Billy Simpson

Personal information
- Full name: William Joseph Simpson
- Date of birth: 12 December 1929
- Place of birth: Belfast, Northern Ireland
- Date of death: 27 January 2017 (aged 87)
- Place of death: Glasgow, Scotland
- Height: 5 ft 11 in (1.80 m)
- Position: Centre forward

Senior career*
- Years: Team / Apps / (Gls)
- 1946–1950: Linfield / 63 / (41)
- 1950–1959: Rangers / 172 / (112)
- 1959: Stirling Albion / 7 / (1)
- 1959–1960: Partick Thistle / 6 / (2)
- 1960–1961: Oxford United / 11 / (3)
- Total:  / 259 / (159)

International career
- 1951–1958: Northern Ireland / 12 / (5)

= Billy Simpson (footballer, born 1929) =

Northern Irish footballer

William Joseph Simpson (12 December 1929 – 27 January 2017) was a Northern Ireland international footballer, who played for Linfield, Rangers, Stirling Albion, Partick Thistle and Oxford United.

==Career==
Simpson signed for Rangers from Linfield for a sum of £11,500 in 1950. He spent nine years (1950–59) at Rangers making 239 appearances and scoring 163 goals. He won three championship medals and a Scottish Cup winners medal with Rangers to add to the two Irish League and two Irish Cups he won with Linfield. He left Ibrox in 1959 and spent the last couple of years of his career with Stirling Albion, Partick Thistle and (then non-league) Oxford United.

As an illustration of his popularity, in the fictional song "A Trip to Ibrox" Billy Simpson is credited with scoring twice in a "Ne'erday" Old Firm Derby at Ibrox. Whereby Rangers were 1–0 down at half time, and Simpson inspired his team to a second half comeback after Willie Waddell had scored an equaliser.

In recognition of his service to that club, Simpson has been made a member of the Rangers F.C. Hall of Fame.

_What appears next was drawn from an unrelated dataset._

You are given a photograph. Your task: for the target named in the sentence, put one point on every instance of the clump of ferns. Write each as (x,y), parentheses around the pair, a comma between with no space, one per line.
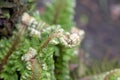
(44,36)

Simpson made his debut for Northern Ireland in 1951 against Wales, scoring in the process. He represented his country twelve times in total between 1951 and 1958, scoring 5 goals. He was selected in Northern Ireland's squad for the 1958 FIFA World Cup in Sweden but a late injury ensured he did not play at all during the finals.

In April 2015, the feature-length documentary Spirit of '58 was screened as part of the Belfast Film Festival. It featured Billy Simpson prominently alongside the other surviving players (Billy Bingham, Peter McParland, Jimmy McIlroy and Harry Gregg) as it told the story of Northern Ireland's journey throughout the 1950s under the managership of Peter Doherty, culminating in the 1958 World Cup.